The early scenes chart the anxiety of Valeria (Solian) and kind but bland Raul (Alfonso Dosal) as they hope for parenthood, including visits to a huge monument of the Virgin Mary to ask for help. Eventually their wish will be granted, but not before we see how Valeria might not be the perfect mother that she has presumably been pressurised into becoming. As her toxic family reminds her, she is lacking a maternal instinct, having once dropped her sister’s child down the stairs while babysitting; she has a rebellious punk musician past (presented in lively flashback, and featuring some terrific raucous songs) which she is now finding it hard to reconcile with a tedious middle-class future; and she has unresolved feelings for her former lover Octavia (Mayra Batalla). All that is left of the old Valeria is a guilty puff on a cigarette with one arm hanging out of the window.
Under the stress of all this, Valeria starts having visions of a female creature which, in the first of the film’s punchy jump scares, throws itself off the opposite balcony and breaks its legs before looking up straight into her eyes. It starts to haunt her, setting on fire the cot that Valeria has been making, amongst other things. (This creature is Garza Cervera’s update of Mexico’s Huesera myth, in which a spectre roams the desert, collecting buried bones so that it can inhabit the body of someone living and liberate them from their torment: it’s not hard to see where this is leading.)
What gives much Latin American horror its force is that what some would merely dismiss as the ‘supernatural’ is experienced by the characters, who have been asked to believe in extraordinary things since childhood, as literal. This is the case for Valeria who, as Raul looks on sceptically, has to deal not only with the stresses of impending motherhood and her own past, but also with the weight of that potent hybrid of the sacred and the profane that is religion in Mexico. Solian does well, in a performance that becomes increasingly demanding as things advance and as the ever-fragile Valeria becomes increasingly isolated, to make the viewer endure all this along with her. Only during the extended final sequence does the film seem to lose its all-important grip on credibility.

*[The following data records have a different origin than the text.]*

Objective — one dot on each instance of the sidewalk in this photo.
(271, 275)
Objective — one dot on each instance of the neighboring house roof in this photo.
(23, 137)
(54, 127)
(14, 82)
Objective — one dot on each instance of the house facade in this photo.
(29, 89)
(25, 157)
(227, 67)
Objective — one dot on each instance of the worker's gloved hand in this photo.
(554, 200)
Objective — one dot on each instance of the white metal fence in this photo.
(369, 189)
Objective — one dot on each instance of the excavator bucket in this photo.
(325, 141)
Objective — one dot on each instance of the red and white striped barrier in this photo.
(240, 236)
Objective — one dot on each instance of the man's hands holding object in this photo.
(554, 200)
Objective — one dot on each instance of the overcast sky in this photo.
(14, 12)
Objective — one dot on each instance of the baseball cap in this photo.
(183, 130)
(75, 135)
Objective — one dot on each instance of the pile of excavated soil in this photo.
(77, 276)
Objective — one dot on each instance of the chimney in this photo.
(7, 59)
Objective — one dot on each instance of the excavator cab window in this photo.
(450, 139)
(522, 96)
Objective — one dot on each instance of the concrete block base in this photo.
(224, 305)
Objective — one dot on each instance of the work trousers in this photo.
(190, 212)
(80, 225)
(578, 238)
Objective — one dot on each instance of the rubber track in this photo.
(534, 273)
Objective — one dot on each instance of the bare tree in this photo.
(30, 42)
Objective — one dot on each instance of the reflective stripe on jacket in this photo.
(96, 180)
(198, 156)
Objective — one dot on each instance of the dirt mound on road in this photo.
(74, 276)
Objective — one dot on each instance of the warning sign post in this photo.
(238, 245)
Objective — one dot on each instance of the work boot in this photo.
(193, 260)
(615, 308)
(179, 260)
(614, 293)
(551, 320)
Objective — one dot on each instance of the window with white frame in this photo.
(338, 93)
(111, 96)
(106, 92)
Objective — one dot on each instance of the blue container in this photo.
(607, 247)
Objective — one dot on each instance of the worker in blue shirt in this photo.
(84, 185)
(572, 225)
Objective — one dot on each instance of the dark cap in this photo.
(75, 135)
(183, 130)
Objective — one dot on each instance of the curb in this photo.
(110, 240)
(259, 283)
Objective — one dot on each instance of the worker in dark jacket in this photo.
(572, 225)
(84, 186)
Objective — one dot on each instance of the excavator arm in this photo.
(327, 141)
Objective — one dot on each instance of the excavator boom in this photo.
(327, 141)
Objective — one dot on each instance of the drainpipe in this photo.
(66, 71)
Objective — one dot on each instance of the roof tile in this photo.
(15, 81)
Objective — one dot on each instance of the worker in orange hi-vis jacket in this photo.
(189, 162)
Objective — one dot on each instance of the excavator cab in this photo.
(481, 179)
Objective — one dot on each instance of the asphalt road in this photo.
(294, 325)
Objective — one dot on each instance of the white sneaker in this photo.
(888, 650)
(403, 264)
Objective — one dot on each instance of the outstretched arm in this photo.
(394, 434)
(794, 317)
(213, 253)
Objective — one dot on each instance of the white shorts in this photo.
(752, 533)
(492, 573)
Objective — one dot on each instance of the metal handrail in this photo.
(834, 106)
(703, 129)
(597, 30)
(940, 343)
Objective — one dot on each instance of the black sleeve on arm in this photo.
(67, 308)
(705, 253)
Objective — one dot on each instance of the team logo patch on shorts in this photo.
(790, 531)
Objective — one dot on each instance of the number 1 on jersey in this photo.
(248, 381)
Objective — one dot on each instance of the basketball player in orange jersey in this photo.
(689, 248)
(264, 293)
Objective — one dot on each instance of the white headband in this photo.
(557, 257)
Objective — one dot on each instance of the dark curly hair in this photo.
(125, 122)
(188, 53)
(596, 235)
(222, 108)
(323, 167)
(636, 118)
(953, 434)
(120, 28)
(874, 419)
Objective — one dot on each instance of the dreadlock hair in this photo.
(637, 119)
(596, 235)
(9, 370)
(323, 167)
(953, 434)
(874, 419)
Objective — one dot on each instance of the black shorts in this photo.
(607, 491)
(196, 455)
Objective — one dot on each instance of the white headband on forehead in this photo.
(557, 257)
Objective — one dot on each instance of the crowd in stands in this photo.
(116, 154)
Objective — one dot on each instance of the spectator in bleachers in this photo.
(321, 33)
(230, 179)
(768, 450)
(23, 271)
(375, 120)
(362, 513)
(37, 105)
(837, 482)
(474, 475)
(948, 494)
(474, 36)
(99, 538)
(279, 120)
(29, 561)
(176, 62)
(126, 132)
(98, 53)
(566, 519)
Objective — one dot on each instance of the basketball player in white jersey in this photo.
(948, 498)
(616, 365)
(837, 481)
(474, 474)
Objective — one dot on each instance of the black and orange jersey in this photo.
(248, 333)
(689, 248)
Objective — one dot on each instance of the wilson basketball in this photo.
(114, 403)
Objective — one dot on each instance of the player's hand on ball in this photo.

Valeria is surrounded by a (perhaps too) wide range of well-played characters, most of whom seem to take great pleasure in making her feel bad, among them sister Vero (Sonia Couoh) and mother-in-law Norma (Anahi Allue). In one authentically unsettling scene — perhaps the key element in Huesera’s methodical dismantling of Mexican family values — Valeria is forced to revisit her babysitting nightmare.
Only Valeria’s kind, twinkle-eyed aunt Isabel (Mercedes Hernandez) seems to understand her plight — but unfortunately for Valeria, Isabel also believes in sorting out problems the supernatural way.
The visuals make copious use of standard horror tropes, among them spiders in unexpected places (“a spider’s house is also its prison,” someone says, one of several moments of clunkily explanatory dialogue) and unsettling nursery mobiles, whilst throwing in several extra-disturbing details for good measure, including the huge, scary eye inside Valeria that stares back at her when she first looks at her baby’s ultrasound.
The soundwork stands out, with the breaking of bones very much at the forefront; viewers who flinch at the sounds of knuckles being cracked, as Valeria is prone to do under stress, will reach the end of Huesera in tatters.